The Hiroshima office of NHK – Japan’s national broadcaster – has apologized for a series of Tweets in the name of wartime residents that are now being seen as increasing discrimination against local Koreans living in the area.
The Tweets in question were based on the real life diaries kept by three former residents of the city living in the area at the end of WWII when Hiroshima became the first city in the world to have atomic weapons used against it.
And although the Tweets were based on the diaries of a 13-year-old local boy, a local housewife and a newspaper staff reporter working in Hiroshima in 1945, it was the diary of ‘Shun’ the 13-year-old that has caused problems.
Tweets made on June 16th, and again on August 20th by ‘Shun’ are timed five days after Japan’s defeat in WWII – on August 20th 1945 – with Shun claiming that his journey east to an area near Tokyo to escape the devastated city of Hiroshima was interrupted in Osaka by a gang of Koreans smashing train windows and rowdily announcing “We are citizens of a victor country!
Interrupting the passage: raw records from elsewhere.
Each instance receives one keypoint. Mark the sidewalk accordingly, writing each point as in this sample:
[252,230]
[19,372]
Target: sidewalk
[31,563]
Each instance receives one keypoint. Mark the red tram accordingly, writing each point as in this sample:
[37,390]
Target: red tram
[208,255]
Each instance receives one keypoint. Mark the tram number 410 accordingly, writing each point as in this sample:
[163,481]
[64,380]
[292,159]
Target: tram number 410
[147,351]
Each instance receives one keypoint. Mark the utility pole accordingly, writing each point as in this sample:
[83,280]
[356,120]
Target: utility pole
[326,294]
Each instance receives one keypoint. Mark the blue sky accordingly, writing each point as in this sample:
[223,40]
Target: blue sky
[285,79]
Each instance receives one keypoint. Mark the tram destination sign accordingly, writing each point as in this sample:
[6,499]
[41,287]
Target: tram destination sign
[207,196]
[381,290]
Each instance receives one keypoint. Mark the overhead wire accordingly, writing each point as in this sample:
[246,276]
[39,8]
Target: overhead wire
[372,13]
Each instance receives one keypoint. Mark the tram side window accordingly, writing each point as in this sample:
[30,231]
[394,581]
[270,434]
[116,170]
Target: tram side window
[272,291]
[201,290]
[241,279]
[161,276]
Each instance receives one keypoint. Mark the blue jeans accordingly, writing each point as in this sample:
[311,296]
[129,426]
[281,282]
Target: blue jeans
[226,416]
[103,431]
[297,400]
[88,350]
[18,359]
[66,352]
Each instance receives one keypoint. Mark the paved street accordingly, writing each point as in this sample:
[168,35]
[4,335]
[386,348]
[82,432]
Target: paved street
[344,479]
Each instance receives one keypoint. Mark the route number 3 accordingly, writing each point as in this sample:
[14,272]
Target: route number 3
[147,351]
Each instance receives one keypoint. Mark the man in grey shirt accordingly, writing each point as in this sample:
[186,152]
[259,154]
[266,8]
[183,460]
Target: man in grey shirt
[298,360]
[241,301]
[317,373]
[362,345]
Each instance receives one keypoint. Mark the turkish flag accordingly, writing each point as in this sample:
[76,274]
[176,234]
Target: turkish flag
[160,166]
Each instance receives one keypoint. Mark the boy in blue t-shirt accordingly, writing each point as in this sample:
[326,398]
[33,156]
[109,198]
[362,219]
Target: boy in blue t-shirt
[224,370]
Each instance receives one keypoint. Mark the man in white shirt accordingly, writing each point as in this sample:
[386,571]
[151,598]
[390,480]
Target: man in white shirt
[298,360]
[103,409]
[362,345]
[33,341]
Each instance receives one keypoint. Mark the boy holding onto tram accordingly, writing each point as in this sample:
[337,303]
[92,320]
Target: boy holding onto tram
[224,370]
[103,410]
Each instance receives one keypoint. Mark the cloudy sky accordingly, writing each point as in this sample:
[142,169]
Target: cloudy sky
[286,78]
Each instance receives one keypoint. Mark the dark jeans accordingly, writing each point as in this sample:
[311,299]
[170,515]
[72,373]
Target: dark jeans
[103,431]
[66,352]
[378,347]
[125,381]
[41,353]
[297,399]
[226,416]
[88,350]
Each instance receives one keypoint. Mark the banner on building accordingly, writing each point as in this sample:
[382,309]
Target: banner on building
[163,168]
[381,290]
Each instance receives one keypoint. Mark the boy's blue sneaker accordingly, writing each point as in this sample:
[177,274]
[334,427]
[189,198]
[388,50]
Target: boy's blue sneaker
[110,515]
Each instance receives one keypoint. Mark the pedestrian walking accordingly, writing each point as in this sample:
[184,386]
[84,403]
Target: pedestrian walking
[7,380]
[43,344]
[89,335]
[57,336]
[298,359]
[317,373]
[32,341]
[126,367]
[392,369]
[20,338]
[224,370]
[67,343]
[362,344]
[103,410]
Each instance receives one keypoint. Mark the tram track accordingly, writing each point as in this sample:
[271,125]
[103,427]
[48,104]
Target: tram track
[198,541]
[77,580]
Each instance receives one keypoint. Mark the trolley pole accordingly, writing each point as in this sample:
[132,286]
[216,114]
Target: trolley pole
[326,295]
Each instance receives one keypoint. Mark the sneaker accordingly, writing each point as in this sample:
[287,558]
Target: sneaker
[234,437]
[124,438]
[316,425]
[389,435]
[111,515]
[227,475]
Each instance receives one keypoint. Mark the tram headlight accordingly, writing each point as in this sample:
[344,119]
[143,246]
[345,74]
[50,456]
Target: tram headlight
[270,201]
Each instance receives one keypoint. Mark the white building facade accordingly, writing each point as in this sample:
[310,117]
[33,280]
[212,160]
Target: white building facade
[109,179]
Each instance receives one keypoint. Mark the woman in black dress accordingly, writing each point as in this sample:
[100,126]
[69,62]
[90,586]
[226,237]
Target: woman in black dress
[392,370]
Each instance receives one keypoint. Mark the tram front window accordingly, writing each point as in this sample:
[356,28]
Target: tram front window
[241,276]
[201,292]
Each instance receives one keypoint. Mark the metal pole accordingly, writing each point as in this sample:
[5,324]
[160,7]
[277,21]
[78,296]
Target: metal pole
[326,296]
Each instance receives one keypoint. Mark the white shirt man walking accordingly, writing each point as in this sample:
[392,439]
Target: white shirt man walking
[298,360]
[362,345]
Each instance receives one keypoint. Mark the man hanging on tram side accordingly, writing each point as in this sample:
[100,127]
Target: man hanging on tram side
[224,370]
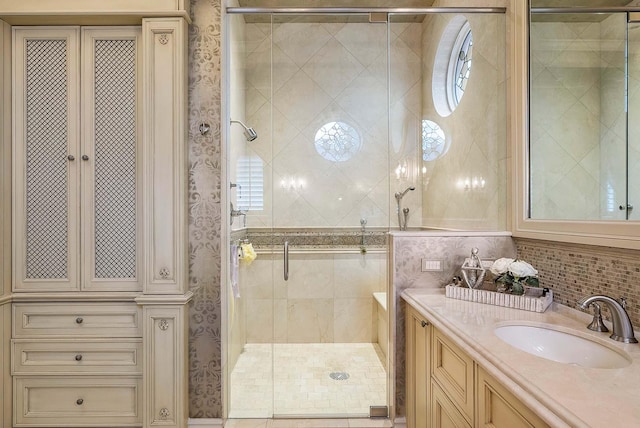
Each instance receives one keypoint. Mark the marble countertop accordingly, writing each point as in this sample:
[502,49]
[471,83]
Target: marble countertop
[563,395]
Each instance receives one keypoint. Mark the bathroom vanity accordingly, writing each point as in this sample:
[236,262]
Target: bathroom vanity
[460,373]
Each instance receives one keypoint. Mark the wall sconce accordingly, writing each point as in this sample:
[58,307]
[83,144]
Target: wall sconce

Get out, (people of) the defeated country!”
On Saturday in Japan, two days after the Tweets went out, this led to a number of protesters rallying outside NHK Hiroshima office using the online messages supposed to be from 1945, presuming social media had existed at the time, as reason to discriminate against Koreans.
In response, Japanese media is now reporting a number of calmer heads coming to the fore with one woman in her 30s reportedly saying to NHK that they “completely lacked awareness about the violent nature of the tweets, and the imagination to see what will happen in current Japanese society where discrimination is rampant if such posts are made.”
It was a message echoed by a man in his 50s who said Tweets like this “inadvertently contained the message that it is OK to reject Korean residents of Japan because some of them committed violence in the past.”
As a result, NHK on Monday this week acquiesced, admitting the broadcaster “lacked consideration.”
An apology posted online said NHK “did not pay full consideration to the possible reaction by a modern-day audience.”